Solve Quadratic Equation: y^2 - 12y + 32 = 0

[fbsthreads]

in a maths book i have there is an example of solving a quadratic. part of the process reads:

y^2 - 12y + 32 = 0


implies that


(y-8) (y-4) = 0



i don't understand how this second equation was reached based on the first one.

could someone add in the steps that gets me from the first equation to the implication.

thanks.

 

[jcsd]

in a maths book i have there is an example of solving a quadratic. part of the process reads:

y^2 - 12y + 32 = 0


implies that


(y-8) (y-4) = 0



i don't understand how this second equation was reached based on the first one.

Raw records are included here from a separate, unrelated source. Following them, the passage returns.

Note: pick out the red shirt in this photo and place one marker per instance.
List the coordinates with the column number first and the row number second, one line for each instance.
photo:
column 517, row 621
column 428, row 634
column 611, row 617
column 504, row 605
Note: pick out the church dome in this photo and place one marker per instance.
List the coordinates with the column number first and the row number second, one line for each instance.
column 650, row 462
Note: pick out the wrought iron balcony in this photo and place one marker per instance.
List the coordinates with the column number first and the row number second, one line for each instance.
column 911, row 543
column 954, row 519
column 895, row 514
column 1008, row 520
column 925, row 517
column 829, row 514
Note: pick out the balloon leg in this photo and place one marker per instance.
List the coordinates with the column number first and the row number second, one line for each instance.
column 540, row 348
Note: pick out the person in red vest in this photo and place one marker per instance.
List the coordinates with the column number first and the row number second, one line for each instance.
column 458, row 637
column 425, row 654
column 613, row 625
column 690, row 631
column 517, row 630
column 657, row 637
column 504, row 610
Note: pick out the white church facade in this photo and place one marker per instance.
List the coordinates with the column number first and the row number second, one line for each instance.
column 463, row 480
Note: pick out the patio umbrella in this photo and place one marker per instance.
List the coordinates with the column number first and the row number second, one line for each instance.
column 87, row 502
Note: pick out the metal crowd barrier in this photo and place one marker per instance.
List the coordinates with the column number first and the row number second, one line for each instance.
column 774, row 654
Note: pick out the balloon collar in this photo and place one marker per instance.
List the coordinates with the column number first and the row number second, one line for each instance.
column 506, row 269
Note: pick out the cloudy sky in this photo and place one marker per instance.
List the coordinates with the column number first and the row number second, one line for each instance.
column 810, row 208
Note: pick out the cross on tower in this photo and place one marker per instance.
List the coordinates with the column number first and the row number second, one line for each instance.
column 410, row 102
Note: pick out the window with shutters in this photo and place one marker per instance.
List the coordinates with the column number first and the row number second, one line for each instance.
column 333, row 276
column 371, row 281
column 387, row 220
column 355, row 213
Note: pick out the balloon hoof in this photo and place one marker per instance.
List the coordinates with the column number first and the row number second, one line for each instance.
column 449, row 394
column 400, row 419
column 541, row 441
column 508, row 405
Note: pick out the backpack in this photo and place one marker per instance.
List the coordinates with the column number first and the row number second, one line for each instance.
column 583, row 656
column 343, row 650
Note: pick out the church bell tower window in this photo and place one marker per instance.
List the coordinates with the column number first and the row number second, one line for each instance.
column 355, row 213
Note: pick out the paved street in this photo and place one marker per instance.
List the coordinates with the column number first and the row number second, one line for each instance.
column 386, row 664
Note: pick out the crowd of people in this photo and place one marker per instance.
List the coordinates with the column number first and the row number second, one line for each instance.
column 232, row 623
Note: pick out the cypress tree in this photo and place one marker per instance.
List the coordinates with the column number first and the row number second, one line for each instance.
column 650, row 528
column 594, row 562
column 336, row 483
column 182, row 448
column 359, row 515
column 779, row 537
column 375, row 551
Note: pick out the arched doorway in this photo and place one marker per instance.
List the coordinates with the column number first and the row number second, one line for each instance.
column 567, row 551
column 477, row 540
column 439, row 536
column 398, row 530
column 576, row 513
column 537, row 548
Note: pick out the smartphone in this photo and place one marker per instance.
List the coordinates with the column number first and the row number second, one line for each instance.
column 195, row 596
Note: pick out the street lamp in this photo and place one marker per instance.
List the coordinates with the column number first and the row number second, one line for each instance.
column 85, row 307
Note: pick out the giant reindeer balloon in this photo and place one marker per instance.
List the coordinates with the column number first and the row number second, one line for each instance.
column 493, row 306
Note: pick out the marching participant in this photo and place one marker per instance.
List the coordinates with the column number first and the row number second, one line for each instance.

could someone add in the steps that gets me from the first equation to the implication.

thanks.

expand:

(y + a)(y + b)

and you get:

y^2 + (a+b)y + ab

so from your equation above you know that:

a + b = -12

and

ab = 32

as

-8 + -4 = -12

and

-8*-4 = 32

a and b must be -8 and -4.

 

[xt]

i don't think you can, it is obvious.

if you actually want the logics of thinking its like this:

we want to express the quadratic as (y-a)(y-b),

now a*b = 32

and a + b = 12

so try all the integers you can think of, you'll find 8 and 4 does.

 

[arildno]

A simple way uses the idea of "completing the square:
$$y^{2}-12y+32=0$$
Now, regarding -12=2*(-6), we add 0 to our equation in this manner:
$$y^{2}-12y+32+(-6)^{2}-(-6)^{2}=0$$
Or, equivalently, for the Left Hand Side:
$$y^{2}-12y+32+(-6)^{2}-(-6)^{2}=(y^{2}-2*6y+6^{2})+(32-6^{2})=(y-6)^{2}-4$$
Furthermore, since $$4=2^{2}$$ we have:
$$(y-6)^{2}-4=(y-6)^{2}-2^{2}=(y-6+2)(y-6-2)=(y-4)(y-8)$$

Finally, by setting this expression (which is equivalent to our original left hand side) equal to our originil right hand side (that is,0) we gain:
$$(y-4)(y-8)=0$$
as required.

 

[fbsthreads]

thanks people.
it was the bit i have highlighted in bold that i had forgotten about when trying to work it out.

y^2 + (a+b)y + ab

thanks again.